Run next, go to the directory and run the following command:

Scrapy crawl quotes-o quotes.csv

After the command runs, there is an additional quotes.csv file in the project that contains everything you just crawled.

Many output formats are also supported, such as json, xml, pickle, marshal, etc., as well as remote output such as ftp, S3, and so on. In addition, other outputs can be achieved through custom ItemExporter.

Scrapy crawl quotes-o quotes.jsonscrapy crawl quotes-o quotes.xmlscrapy crawl quotes-o quotes.picklescrapy crawl quotes-o quotes.marshalscrapy crawl quotes-o ftp://user:pass@ftp.example.com/path/to/quotes.csv

Among them, the ftp output needs to be correctly configured with user name, password, address and output path, otherwise an error will be reported.

With the Feed Exports provided by scrapy, we can easily output the crawl results to a file, which should be sufficient for some small projects. However, if you want more complex output, such as output to a database, you have the flexibility to use Item Pileline.
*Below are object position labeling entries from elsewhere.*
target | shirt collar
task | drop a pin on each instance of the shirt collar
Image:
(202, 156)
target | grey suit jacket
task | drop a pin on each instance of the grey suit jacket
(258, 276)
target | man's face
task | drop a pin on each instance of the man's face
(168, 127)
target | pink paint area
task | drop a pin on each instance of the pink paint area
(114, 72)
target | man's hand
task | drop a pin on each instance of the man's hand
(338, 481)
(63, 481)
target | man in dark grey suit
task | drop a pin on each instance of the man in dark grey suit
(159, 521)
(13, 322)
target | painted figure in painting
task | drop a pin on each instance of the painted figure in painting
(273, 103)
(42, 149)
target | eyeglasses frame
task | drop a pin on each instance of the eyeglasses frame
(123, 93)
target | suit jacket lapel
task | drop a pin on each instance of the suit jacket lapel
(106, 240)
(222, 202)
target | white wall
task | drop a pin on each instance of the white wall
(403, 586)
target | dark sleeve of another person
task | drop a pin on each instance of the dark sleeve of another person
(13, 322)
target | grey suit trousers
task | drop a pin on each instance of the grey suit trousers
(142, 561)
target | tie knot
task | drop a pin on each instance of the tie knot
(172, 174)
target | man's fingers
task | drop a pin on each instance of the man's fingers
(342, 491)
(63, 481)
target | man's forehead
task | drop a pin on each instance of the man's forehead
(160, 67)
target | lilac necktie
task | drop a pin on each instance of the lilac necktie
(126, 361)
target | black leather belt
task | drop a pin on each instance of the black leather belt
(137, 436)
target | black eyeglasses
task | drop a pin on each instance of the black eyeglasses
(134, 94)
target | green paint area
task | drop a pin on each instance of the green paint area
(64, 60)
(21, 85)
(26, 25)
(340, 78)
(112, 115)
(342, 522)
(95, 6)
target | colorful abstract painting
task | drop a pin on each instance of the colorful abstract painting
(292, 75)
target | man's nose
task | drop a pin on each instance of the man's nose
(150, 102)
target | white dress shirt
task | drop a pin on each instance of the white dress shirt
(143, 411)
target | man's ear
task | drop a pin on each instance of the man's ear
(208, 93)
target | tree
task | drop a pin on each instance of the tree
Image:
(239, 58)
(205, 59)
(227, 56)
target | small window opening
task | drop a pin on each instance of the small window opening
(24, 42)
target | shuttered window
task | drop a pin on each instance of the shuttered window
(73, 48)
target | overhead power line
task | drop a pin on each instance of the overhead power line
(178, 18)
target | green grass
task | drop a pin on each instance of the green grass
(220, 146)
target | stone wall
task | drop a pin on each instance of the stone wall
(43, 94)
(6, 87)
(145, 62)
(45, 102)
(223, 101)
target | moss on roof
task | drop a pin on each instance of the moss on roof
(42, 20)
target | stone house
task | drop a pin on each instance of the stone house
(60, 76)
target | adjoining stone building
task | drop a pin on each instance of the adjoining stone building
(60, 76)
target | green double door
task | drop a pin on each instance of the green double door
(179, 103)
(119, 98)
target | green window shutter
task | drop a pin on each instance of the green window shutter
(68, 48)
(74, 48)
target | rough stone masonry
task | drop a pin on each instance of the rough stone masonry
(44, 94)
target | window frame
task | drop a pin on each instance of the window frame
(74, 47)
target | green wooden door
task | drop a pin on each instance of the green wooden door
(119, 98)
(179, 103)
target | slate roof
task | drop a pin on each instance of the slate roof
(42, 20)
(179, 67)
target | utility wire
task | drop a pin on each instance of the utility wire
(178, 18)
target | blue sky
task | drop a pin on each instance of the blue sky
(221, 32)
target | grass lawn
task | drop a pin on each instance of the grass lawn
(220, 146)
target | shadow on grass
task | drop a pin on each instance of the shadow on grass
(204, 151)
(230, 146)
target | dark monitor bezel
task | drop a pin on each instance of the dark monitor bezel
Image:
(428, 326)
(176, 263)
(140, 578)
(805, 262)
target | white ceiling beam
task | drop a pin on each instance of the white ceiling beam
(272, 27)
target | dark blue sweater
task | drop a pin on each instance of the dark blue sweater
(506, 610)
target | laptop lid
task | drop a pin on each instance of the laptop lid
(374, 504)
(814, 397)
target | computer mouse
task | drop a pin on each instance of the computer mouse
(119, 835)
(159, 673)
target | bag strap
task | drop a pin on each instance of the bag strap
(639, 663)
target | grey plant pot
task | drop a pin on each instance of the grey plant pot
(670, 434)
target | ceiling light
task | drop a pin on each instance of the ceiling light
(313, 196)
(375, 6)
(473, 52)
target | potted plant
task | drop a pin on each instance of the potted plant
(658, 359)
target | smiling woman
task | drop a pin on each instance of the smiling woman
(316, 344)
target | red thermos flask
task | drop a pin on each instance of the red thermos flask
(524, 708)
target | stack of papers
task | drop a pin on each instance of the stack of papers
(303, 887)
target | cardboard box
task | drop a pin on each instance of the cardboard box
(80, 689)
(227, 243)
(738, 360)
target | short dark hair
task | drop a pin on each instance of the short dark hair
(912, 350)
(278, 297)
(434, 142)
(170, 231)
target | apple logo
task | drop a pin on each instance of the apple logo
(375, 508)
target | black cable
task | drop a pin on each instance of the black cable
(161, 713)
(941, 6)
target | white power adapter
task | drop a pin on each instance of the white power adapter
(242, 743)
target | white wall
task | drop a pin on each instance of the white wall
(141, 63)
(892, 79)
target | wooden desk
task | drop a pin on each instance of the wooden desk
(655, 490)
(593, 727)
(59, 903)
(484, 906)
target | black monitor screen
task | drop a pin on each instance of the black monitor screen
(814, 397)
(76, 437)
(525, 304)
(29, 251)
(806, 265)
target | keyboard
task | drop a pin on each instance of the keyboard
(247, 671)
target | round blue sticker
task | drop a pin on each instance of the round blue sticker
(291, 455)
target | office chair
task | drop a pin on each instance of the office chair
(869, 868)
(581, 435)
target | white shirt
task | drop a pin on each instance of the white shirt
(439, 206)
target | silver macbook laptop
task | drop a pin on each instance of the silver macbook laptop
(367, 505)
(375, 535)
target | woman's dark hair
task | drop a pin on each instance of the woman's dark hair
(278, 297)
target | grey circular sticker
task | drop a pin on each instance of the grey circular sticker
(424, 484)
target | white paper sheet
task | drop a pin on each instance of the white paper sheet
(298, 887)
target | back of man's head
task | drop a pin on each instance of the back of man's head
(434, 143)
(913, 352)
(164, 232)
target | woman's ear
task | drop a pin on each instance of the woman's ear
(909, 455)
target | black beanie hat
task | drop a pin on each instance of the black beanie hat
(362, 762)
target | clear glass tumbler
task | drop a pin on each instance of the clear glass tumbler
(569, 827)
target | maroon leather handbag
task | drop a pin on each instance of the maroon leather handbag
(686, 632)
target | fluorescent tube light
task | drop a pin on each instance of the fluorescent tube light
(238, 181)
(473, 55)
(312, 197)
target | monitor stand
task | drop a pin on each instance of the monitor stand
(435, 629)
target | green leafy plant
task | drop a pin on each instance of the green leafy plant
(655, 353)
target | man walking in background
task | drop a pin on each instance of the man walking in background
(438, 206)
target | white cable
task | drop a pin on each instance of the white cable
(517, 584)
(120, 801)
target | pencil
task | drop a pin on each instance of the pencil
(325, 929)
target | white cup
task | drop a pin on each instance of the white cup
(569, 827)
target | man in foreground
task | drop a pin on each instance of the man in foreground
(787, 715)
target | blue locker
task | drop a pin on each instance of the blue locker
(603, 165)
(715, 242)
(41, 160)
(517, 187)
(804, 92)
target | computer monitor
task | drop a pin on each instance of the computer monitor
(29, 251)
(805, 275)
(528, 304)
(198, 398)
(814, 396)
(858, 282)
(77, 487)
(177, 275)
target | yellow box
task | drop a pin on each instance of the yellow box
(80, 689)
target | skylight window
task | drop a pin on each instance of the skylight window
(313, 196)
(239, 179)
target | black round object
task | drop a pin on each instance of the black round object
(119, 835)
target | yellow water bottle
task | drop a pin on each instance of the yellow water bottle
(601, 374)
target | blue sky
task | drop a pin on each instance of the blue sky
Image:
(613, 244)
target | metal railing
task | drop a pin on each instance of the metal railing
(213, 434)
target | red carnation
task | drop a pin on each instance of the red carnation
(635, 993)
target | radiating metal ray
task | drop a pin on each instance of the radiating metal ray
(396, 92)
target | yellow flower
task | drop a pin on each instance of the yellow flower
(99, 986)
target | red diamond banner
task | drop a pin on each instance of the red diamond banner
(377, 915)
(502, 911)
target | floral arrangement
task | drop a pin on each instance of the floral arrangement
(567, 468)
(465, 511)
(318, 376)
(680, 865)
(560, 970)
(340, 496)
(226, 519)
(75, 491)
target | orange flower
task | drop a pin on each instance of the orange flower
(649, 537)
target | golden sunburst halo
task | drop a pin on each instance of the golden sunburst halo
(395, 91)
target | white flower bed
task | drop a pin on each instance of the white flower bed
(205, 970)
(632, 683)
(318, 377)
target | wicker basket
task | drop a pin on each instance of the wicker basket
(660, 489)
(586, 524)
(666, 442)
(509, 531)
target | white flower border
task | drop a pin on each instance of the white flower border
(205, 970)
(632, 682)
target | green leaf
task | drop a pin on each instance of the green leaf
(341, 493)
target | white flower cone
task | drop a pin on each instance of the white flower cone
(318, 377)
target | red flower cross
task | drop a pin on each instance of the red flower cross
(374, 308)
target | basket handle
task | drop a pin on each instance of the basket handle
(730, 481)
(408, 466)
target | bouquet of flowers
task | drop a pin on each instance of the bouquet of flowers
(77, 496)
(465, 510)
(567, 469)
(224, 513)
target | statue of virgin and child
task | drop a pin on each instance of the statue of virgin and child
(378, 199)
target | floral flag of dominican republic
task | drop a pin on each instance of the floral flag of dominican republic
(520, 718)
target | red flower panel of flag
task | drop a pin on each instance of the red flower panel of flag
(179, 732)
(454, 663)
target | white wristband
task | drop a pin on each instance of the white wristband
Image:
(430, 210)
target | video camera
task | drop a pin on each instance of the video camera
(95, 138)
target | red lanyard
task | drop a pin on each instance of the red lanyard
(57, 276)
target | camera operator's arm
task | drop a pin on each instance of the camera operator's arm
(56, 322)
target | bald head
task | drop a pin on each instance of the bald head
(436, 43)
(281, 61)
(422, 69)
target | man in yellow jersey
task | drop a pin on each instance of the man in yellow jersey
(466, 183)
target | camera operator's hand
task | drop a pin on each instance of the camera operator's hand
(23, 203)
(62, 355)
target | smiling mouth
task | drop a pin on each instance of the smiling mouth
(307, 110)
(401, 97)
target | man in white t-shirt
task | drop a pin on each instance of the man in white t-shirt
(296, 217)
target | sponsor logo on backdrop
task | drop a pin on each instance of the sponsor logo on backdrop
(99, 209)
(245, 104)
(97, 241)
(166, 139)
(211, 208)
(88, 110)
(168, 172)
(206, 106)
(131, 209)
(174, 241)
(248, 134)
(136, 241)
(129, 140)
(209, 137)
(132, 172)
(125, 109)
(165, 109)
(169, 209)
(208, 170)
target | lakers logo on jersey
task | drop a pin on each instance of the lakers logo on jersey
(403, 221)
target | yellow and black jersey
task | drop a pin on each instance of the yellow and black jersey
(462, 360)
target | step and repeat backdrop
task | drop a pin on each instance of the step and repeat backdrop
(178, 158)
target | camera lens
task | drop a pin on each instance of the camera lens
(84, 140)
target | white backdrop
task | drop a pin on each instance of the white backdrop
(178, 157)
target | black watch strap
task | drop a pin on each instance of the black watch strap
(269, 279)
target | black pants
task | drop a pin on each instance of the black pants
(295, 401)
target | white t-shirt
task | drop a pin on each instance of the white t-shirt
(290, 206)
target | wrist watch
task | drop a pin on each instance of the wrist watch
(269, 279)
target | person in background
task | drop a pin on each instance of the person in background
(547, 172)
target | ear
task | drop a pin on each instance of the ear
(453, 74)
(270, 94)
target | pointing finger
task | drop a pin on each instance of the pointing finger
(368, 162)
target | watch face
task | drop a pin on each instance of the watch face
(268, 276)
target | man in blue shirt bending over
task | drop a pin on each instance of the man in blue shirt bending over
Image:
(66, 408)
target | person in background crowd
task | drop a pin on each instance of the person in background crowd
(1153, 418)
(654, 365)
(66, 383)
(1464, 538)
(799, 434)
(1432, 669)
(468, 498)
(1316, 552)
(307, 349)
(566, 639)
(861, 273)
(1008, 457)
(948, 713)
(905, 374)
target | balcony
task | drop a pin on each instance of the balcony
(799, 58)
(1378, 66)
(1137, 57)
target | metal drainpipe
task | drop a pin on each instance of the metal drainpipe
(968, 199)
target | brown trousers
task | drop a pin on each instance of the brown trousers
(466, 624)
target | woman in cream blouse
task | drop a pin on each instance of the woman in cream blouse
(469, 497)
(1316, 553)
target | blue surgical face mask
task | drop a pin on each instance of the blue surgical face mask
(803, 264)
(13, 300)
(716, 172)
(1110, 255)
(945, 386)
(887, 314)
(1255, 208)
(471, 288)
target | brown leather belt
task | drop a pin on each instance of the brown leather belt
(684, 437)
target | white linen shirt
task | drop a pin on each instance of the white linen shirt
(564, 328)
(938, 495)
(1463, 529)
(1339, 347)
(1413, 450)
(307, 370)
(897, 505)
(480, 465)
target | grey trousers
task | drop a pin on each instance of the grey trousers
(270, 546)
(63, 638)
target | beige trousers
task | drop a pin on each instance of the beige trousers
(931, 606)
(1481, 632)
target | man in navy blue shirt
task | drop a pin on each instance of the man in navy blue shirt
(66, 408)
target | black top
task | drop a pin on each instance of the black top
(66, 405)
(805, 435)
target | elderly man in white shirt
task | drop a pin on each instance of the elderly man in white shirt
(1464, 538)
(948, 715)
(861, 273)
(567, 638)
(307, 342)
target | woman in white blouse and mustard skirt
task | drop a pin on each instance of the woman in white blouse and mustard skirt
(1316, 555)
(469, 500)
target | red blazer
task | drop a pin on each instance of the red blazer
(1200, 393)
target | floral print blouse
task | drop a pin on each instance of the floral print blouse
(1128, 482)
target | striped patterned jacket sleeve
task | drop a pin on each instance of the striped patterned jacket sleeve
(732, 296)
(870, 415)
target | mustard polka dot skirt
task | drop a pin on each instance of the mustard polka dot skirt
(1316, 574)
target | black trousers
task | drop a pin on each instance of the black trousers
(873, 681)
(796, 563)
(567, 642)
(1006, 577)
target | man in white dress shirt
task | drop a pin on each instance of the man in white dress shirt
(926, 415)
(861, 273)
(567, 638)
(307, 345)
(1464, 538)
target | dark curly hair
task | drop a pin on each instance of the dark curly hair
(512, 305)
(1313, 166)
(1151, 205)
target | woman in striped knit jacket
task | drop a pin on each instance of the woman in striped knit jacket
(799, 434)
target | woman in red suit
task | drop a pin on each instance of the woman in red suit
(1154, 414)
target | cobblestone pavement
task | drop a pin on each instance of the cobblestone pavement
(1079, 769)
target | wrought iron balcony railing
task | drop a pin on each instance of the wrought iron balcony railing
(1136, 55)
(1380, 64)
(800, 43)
Example 2: crawling a picture

Target URL: http://sc.chinaz.com/tupian/dangaotupian.html

Create a project

Scrapy startproject get_imgcd get_imgscrapy genspider img_spider sc.chinaz.com

Construction request

The start_requests () method is defined in img_spider.py, such as crawling the cake image in this website, crawling 10 pages and generating 10 requests, as shown below:

Def start_requests (self): for i in range (1,11): if I = = 1: url = 'http://sc.chinaz.com/tupian/dangaotupian.html' else: url = f' http://sc.chinaz.com/tupian/dangaotupian_{i}.html' yield scrapy.Request (url, self.parse)

Write items.py

Import scrapyclass GetImgItem (scrapy.Item): img_url = scrapy.Field () img_name = scrapy.Field ()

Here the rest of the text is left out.